This module covers the theory of fluid mechanics and heat transfer, starting from fundamental conservation principles. Derivations of analytical solutions to the governing equations for simple problems and a range of functional non-dimensional correlations are studied for more practical engineering problems. The emphasis is on providing an understanding of the theoretical background and an appreciation of the range of applicability and limitations of the solutions studied.

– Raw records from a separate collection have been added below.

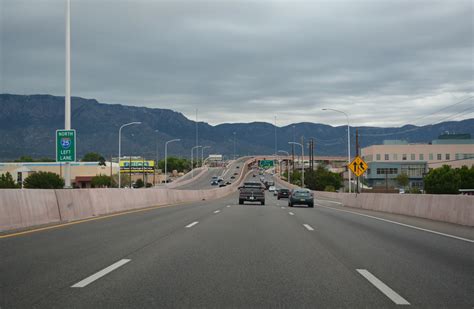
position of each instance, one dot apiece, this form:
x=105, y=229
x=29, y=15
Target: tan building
x=394, y=157
x=81, y=172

Key topics in heat transfer: 1. Introduction to various heat transfer mechanisms (conduction, convection and radiation) 2. Conduction: steady state, internal heat sources, electrical analogy. 3. Cooling fins: analytical solutions for constant cross-section fins, efficiency, transient analysis, fin arrays. 4. Lumped heat capacity, Biot number, one-dimensional bodies, Heisler charts, Fourier number, semi-infinite solid. 5. Convection: energy equation, momentum equation, Boussinesq approximation, forced and free convection, dimensional analysis, Reynolds, Prandtl, Grashof, Brinkman numbers, Nusselt number. 6. Pipe flow heat transfer. 7. Radiation: fundamentals, black body, Stefan-Boltzmann law, emissivity, radiation exchange between surfaces, view factor, solar and environmental radiation. 8. Applications: introduction to thermal design, types of heat exchangers, overall heat transfer coefficient, LMTD method, effectiveness method.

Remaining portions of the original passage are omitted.